Eulalia was a devout Christian virgin, aged 12–14, whose mother sequestered her in the countryside in AD 304 because all citizens were required to avow faith in the Roman gods. Eulalia ran away to the law court of the governor Dacian at Emerita, professed herself a Christian, insulted the pagan gods and emperor Maximian, and challenged the authorities to martyr her. The judge’s attempts at flattery and bribery failed. According to the Spanish-Roman poet Prudentius of the fifth century, who devoted book 3 of his Peristephanon (“About martyrs”) to Eulalia, she said:
Isis Apollo Venus nihil est,
Maximianus et ipse nihil:
illa nihil, quia facta manu;
hic, manuum quia facta colit
(Isis, Apollo and Venus are naught,
Nor is Maximian anything more;
Nothing are they, for by hand they were wrought,
He, for of hands he the work doth adore)
She was then stripped by the soldiers, tortured with hooks and torches, and burnt at the stake, suffocating from smoke inhalation. She taunted her torturers all the while, and as she expired a dove flew out of her mouth. This frightened away the soldiers and allowed a miraculous snow to cover her nakedness, its whiteness indicating her sainthood. For this reason she is regarded among Catholic school children and teachers alike as the patron saint of snow (inclement weather) days.

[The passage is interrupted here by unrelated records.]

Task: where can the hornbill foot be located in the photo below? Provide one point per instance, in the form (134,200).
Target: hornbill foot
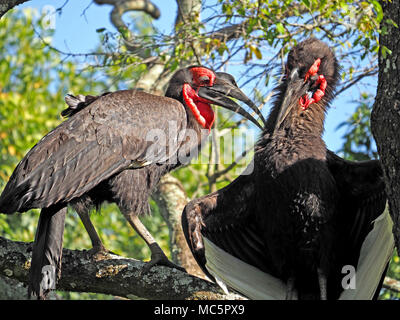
(98,253)
(291,292)
(159,258)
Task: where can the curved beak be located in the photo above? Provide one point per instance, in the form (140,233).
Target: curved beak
(218,94)
(295,88)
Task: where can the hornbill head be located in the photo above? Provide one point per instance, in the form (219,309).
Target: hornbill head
(311,73)
(198,87)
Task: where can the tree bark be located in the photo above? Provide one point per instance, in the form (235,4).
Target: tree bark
(385,117)
(113,275)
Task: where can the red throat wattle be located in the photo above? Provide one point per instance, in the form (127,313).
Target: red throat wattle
(200,107)
(305,101)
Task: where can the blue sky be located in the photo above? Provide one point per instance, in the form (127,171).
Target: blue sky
(76,32)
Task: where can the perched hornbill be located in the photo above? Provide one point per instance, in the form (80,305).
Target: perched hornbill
(114,148)
(295,225)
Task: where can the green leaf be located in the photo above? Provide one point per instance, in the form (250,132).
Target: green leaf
(390,21)
(378,9)
(280,28)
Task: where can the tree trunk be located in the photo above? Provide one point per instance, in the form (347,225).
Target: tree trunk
(385,117)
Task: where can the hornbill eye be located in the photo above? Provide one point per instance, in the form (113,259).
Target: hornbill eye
(204,80)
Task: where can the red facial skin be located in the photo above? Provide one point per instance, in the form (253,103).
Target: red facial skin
(305,101)
(200,107)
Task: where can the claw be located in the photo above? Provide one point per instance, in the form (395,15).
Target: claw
(159,258)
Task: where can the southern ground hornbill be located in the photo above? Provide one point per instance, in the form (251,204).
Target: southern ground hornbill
(115,148)
(304,219)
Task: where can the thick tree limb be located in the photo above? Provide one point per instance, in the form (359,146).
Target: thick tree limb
(114,275)
(6,5)
(385,120)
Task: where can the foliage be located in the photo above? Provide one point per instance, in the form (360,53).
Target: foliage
(358,140)
(256,35)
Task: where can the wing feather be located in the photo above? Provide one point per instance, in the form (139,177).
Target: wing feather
(100,140)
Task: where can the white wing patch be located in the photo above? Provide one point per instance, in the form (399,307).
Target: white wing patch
(376,251)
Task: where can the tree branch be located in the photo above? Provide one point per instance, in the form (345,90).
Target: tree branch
(114,275)
(6,5)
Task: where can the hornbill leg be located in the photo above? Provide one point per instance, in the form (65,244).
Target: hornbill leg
(291,293)
(158,256)
(97,244)
(322,280)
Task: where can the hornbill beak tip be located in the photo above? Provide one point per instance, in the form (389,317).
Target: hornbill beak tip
(218,94)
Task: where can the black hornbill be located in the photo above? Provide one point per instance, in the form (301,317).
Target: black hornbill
(114,148)
(304,218)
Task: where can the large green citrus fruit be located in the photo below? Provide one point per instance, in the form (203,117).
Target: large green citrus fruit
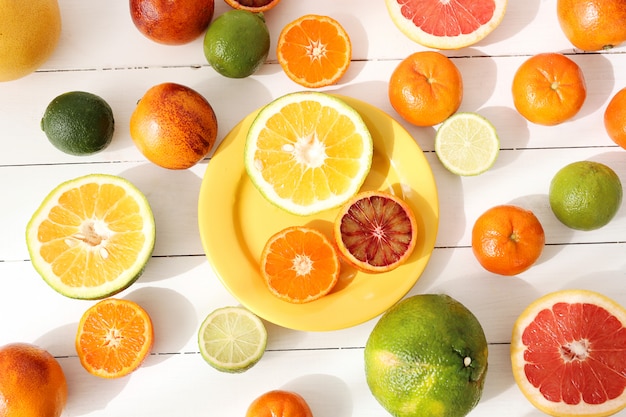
(237,43)
(78,123)
(427,356)
(585,195)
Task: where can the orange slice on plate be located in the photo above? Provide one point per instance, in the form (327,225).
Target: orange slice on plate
(568,353)
(446,24)
(299,264)
(114,337)
(314,51)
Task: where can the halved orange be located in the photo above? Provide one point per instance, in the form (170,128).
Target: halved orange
(114,337)
(299,264)
(314,51)
(92,236)
(375,231)
(568,352)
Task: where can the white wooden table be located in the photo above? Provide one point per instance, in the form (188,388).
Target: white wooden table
(102,52)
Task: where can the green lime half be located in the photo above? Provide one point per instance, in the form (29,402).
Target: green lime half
(78,123)
(467,144)
(232,339)
(237,43)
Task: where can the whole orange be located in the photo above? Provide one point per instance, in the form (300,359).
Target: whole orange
(426,88)
(32,383)
(173,126)
(615,118)
(593,25)
(279,403)
(507,239)
(548,89)
(172,22)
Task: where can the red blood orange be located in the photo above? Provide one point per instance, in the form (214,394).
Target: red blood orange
(375,231)
(568,352)
(449,24)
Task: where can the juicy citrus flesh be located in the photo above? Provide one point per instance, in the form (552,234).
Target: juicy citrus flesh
(467,144)
(549,89)
(376,231)
(426,88)
(114,338)
(615,118)
(173,126)
(507,239)
(237,43)
(427,356)
(92,236)
(568,352)
(279,403)
(307,152)
(585,195)
(32,382)
(446,24)
(314,51)
(300,264)
(78,123)
(593,25)
(232,339)
(254,6)
(29,36)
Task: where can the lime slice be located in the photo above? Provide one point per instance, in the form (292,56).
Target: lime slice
(467,144)
(232,339)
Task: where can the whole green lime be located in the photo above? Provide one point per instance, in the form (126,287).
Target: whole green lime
(237,43)
(585,195)
(78,123)
(427,356)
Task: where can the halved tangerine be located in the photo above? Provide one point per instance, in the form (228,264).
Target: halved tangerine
(375,231)
(568,352)
(300,264)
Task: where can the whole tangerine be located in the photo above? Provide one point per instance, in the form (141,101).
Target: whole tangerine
(279,403)
(507,239)
(615,118)
(593,25)
(32,382)
(173,126)
(549,89)
(426,88)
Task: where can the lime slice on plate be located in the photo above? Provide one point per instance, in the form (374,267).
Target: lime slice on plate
(467,144)
(232,339)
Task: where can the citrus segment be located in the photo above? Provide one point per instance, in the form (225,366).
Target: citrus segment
(467,144)
(446,24)
(307,152)
(375,231)
(568,352)
(314,51)
(232,339)
(114,338)
(91,236)
(427,356)
(299,264)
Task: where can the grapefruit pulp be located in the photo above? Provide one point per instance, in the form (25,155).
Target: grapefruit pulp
(452,24)
(568,352)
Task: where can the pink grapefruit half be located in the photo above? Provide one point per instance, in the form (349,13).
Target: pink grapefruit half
(568,354)
(446,24)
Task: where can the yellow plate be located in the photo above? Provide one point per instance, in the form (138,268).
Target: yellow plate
(235,221)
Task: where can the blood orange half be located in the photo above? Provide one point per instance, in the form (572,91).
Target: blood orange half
(568,353)
(450,24)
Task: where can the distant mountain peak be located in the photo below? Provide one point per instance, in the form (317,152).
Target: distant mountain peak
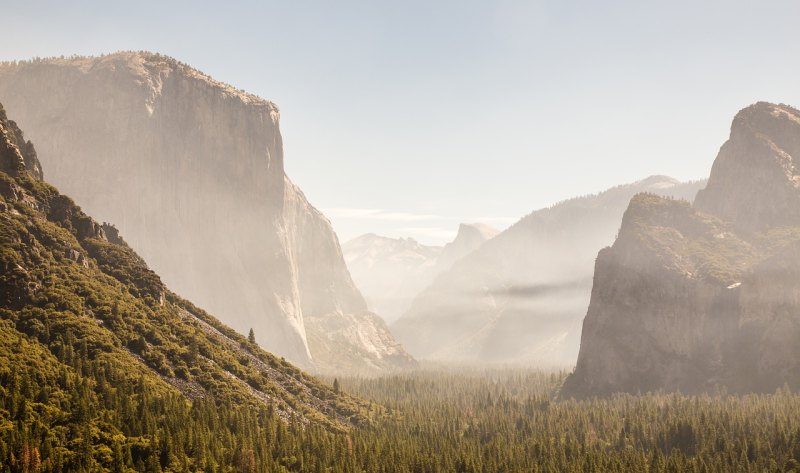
(657,182)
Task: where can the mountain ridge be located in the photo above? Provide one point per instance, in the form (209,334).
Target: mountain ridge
(220,220)
(702,297)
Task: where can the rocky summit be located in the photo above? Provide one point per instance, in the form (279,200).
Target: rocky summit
(706,296)
(390,272)
(520,296)
(192,172)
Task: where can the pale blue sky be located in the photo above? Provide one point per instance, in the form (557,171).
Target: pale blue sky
(405,118)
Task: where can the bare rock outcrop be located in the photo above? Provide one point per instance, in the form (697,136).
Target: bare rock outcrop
(191,170)
(390,272)
(520,297)
(696,298)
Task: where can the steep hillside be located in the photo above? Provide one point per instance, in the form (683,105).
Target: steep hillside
(103,368)
(390,272)
(694,298)
(521,296)
(192,172)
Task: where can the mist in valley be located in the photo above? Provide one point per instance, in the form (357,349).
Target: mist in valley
(462,236)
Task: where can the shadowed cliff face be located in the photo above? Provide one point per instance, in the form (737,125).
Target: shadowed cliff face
(754,181)
(520,297)
(692,298)
(191,171)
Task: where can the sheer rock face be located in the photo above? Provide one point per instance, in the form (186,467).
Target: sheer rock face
(520,297)
(696,298)
(390,271)
(755,181)
(191,170)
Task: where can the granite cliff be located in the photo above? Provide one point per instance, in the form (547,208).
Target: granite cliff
(191,170)
(698,297)
(520,297)
(390,272)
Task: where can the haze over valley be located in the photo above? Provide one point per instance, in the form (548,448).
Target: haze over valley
(462,236)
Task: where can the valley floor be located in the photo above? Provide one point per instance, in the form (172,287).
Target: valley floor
(508,420)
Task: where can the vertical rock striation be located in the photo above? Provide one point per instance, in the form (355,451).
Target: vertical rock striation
(520,297)
(191,171)
(693,298)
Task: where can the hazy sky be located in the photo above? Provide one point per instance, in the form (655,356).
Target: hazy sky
(406,117)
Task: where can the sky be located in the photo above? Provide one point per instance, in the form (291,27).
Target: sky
(406,118)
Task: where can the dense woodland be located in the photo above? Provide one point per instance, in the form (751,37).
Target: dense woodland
(102,369)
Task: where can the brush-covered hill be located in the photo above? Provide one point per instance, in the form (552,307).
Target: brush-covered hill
(103,368)
(695,298)
(520,297)
(192,172)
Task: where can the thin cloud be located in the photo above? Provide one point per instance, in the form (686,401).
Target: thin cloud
(380,214)
(429,232)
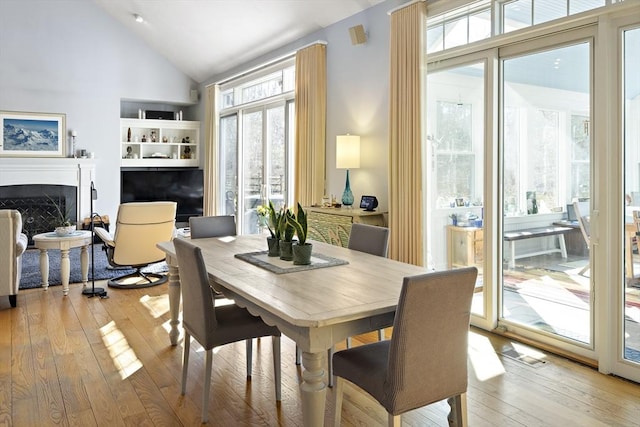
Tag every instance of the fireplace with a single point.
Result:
(39, 204)
(34, 186)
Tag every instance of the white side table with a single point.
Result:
(46, 241)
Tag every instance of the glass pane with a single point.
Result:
(269, 86)
(480, 26)
(577, 6)
(229, 162)
(546, 145)
(455, 127)
(631, 134)
(276, 152)
(455, 33)
(548, 10)
(435, 39)
(516, 15)
(252, 170)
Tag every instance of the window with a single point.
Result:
(256, 134)
(473, 22)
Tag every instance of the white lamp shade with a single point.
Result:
(347, 152)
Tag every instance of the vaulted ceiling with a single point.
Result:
(206, 37)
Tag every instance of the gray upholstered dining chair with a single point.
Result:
(425, 360)
(373, 240)
(214, 326)
(212, 226)
(202, 227)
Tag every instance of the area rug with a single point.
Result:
(31, 277)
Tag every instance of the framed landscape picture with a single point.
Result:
(25, 134)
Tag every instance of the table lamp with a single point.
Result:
(347, 157)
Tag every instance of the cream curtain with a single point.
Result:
(211, 152)
(311, 111)
(405, 134)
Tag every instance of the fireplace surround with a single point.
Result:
(29, 184)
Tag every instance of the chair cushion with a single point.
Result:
(234, 322)
(365, 366)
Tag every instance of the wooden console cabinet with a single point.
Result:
(333, 225)
(464, 246)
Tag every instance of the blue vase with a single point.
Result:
(347, 196)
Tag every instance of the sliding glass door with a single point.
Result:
(545, 136)
(628, 348)
(455, 183)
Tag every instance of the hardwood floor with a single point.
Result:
(88, 361)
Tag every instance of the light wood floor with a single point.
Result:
(88, 361)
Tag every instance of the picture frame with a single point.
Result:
(26, 134)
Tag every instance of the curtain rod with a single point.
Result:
(266, 64)
(402, 6)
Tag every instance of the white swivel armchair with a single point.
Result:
(13, 243)
(139, 228)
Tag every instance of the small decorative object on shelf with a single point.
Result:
(63, 225)
(144, 139)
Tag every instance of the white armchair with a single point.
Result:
(139, 228)
(13, 243)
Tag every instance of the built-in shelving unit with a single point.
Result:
(159, 143)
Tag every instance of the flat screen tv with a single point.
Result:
(185, 186)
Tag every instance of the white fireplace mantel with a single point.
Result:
(78, 173)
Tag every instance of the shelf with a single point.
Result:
(176, 143)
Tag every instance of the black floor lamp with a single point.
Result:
(93, 291)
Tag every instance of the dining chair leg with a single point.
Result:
(207, 385)
(277, 366)
(337, 403)
(394, 421)
(458, 415)
(249, 357)
(185, 361)
(330, 365)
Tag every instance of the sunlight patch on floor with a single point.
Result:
(485, 362)
(123, 356)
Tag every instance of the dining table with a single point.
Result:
(342, 293)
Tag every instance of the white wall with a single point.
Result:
(68, 56)
(357, 97)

Another legend says that before dying, she was condemned to parade naked through the streets of Emerita Augusta, for her being humiliated, but God held an extensive fog so no one could see her. Since then, from her martyrdom anniversary until Epiphany’s date, the Guadiana mass evaporates and causes freshwater inland, fog; the mists of Saint Eulalia, the mists of the Martyr.
Relation with water: mists, snow, water-based miracles, especially related to weather. It can also be connected to hagiographies (saint life stories and martyrdoms).